Children increasingly 'frontline targets' in Middle East wars, says UN
Children in conflict zones have come under attack at a “shocking scale” throughout 2017, UNICEF warned, with children in Iraq, Syria and Yemen among those worse affected.
“Children are being targeted and exposed to attacks and brutal violence in their homes, schools and playgrounds,” said Manuel Fontaine, UNICEF director of emergency programmes, said in a statement. “As these attacks continue year after year, we cannot become numb. Such brutality cannot be the new normal.”
In Yemen, more than 1,000 days of fighting has left at least 5,000 children dead or injured with more than 11 million children needing humanitarian assistance. Some 385,000 children are severely malnourished and at risk of death if not urgently.
The war has also cut off the flow of essential supplies to hospitals struggling to cope with an unprecedented cholera epidemic which UNICEF said infects on average one child every 35 seconds.
In Syria, nearly six million children are in need of humanitarian assistance, with almost half forced to flee their home, and in Iraq heavy fighting between the Islamic State group and Iraqi ground forces backed by US-led coalition aerial bombardment means that five million children lack access to clean water, sanitation, healthcare and secure living conditions.

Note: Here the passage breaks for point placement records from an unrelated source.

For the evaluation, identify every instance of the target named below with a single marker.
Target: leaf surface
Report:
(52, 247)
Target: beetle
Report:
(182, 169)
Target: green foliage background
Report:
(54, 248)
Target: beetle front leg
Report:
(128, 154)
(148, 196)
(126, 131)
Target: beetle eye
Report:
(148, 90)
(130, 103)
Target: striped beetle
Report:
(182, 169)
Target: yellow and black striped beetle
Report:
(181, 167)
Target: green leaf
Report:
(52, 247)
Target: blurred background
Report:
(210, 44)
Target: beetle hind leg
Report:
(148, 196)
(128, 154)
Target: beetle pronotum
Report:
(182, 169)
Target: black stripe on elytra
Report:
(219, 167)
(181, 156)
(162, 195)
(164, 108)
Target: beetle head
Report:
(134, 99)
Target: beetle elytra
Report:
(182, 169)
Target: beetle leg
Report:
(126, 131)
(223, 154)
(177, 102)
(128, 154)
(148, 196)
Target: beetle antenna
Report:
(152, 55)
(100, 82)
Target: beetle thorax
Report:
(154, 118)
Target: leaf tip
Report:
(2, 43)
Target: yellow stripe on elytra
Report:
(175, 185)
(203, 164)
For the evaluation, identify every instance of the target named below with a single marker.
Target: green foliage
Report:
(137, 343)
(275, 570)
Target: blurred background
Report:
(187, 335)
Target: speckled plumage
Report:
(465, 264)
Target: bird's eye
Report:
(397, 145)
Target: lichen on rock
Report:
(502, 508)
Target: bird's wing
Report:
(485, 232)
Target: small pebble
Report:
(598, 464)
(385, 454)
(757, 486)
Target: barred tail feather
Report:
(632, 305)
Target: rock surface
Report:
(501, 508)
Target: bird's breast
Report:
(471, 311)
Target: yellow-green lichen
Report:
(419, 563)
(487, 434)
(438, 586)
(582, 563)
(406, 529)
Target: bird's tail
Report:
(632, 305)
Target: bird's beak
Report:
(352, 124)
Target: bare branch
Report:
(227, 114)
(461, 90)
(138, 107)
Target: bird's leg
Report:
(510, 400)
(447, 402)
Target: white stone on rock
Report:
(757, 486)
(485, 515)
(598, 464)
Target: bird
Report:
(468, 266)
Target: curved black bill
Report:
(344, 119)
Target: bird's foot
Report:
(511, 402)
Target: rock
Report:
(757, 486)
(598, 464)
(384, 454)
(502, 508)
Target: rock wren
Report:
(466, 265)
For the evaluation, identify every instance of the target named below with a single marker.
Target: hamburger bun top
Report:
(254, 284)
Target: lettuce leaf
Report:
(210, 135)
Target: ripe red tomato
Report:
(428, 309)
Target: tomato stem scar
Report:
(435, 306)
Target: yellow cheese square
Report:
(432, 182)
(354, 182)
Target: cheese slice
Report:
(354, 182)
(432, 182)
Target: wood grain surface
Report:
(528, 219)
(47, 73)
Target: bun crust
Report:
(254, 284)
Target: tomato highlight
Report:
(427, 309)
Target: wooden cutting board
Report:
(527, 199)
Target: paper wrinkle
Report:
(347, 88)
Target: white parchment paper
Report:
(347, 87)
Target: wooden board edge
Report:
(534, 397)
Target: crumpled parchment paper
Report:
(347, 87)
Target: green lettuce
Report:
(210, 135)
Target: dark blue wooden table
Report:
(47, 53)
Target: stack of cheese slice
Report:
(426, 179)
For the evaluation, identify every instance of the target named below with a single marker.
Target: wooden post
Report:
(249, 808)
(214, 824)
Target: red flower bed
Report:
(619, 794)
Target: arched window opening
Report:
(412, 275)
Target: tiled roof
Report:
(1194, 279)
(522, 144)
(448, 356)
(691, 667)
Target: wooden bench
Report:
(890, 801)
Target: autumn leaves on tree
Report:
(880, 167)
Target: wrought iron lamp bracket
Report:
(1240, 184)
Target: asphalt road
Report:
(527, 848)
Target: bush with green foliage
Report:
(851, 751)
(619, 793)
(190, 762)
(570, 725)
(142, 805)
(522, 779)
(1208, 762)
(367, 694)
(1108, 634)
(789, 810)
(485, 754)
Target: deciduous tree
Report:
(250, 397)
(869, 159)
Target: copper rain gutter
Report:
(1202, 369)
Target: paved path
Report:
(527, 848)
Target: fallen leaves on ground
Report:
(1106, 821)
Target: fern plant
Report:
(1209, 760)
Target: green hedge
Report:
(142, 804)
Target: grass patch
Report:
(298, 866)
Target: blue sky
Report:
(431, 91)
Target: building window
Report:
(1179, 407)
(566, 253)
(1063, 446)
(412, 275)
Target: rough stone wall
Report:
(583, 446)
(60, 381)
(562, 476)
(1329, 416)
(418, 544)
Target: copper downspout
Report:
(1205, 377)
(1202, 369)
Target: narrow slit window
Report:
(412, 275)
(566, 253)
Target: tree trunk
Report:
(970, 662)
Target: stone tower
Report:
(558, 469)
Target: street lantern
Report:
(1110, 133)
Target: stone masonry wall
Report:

In Iraq and Syria, children have reportedly been used as human shields, trapped under siege, targeted by snipers and living through intense bombardment and violence. Rape, forced marriage, abduction and enslavement have become a fact of life for many in Iraq, Syria and Yemen.
According to analysis by UNICEF from earlier this year, nearly one in five children in the Middle East and North Africa are in need of urgent humanitarian assistance becaause of wars raging across the region.
As well as the Middle East, children caught in conflicts in Myanmar, South Sudan, Ukraine, Somalia and sub-Saharan Africa have become “front-line targets”, used as human shields, killed, maimed and recruited to fight with militants.
UNICEF, the children’s arm of the United Nations, called on warring parties to respect international law designed to protect the most vulnerable.